Katie Rodriguez here, thinking about the invisible lines that draw boundaries across our nation, state and within Monterey County, and how those lines shape our thinking about services and resources with more ambiguous boundaries, like water, energy and waste.

When it comes to solid waste, the county is currently split into two systems: East and West. 

The East region, which includes inland agricultural areas of Salinas, South County and rural communities such as San Ardo and San Lucas, spans 2,450 square miles and is managed by the Salinas Valley Solid Waste Authority (SVSWA). 

The West region is a third of that size—853 square miles—and includes the Monterey Peninsula, from Castroville and Moss Landing down to Big Sur and Carmel Valley. It’s overseen by ReGen Monterey, and serves a larger share of the County’s population.

For more than a decade, officials have debated how to set rates across these two regions, where the cost drivers vary significantly. Rates, at one point, were unified across both regions but were later separated and deemed unfair. That argument has persisted for more than a decade, with the East-side service considered to be more expensive to provide. 

In April 2025, the Monterey County Board of Supervisors asked the Environmental Health Bureau to conduct a commercial rate cost comparison between the two regions. The goal: to understand why East-side customers pay significantly more—averaging around 50 percent higher for the same service—and whether those rates are justified.
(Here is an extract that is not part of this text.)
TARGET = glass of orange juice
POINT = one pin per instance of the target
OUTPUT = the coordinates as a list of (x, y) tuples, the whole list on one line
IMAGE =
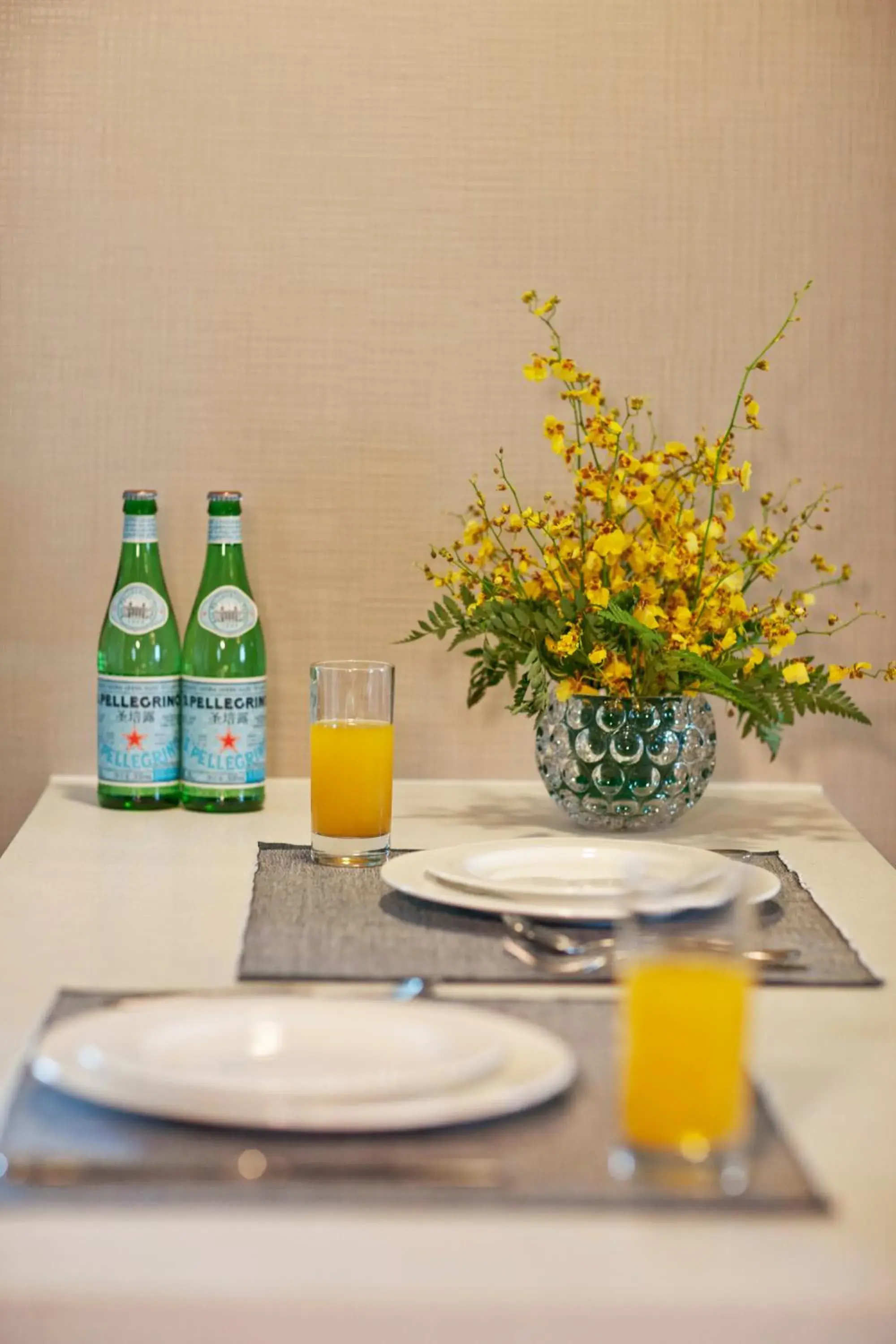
[(353, 709), (685, 1100)]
These results were presented at the Board of Supervisors’ meeting today, April 28 by Marni Flagg, assistant bureau chief of the Environmental Health Bureau. 

“Maintaining separate East and West commercial rate structures reflects the actual cost of providing each service per region,” Flagg told the supervisors. “Standardizing rates would shift the East’s higher operating costs to the West customers, resulting in an inequitable cost allocation.”
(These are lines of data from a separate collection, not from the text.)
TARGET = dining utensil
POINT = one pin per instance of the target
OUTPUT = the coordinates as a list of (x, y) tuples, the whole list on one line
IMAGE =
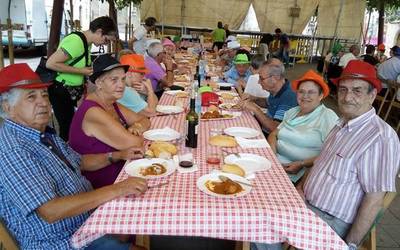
[(225, 178), (159, 185), (236, 154)]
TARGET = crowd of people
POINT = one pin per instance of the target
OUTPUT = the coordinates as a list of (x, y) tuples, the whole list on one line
[(342, 165)]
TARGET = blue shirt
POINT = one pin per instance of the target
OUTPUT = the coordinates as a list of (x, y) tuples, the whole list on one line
[(284, 100), (31, 175), (232, 75), (132, 100)]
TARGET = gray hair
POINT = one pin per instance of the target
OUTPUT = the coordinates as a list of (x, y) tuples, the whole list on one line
[(155, 49), (11, 97)]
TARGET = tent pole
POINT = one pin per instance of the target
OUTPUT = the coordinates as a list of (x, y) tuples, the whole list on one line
[(338, 19)]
The study, conducted by California-based consulting firm MuniEnvironmental, found that geography and waste density are key drivers contributing to higher costs in the East.

In other words, trucks in the East drive longer distances, collecting more volume but with less mass—all of which makes service less efficient on a per-cubic-yard basis. The report also cited higher disposal fees at SVSWA facilities and additional infrastructure steps, with waste traveling through multiple transfer points.

But the presentation also raised questions about whether the study fully addressed the issue at hand. Supervisor Chris Lopez took issue with the framing of the study, and noted the analysis focused on explaining the rate discrepancy, not what the rates should be under a neutral cost-of-service analysis.

“I was asked to look at the data and to make certain that there was support for these rate differences, i.e. fuel and miles and cubic yards and density,” said Jeff Duhamel with MuniEnvironmental. “I had found that there were.” 

The broader question is one of equity across communities, Lopez said.

“At the end of the day, we're serving the county as a whole, right?” he said. “I would rather have a fresh look at the differences between the systems to [determine whether] two different rates 54 percent apart, [align] with the values of this board, its mission statement and all the work that we do together.”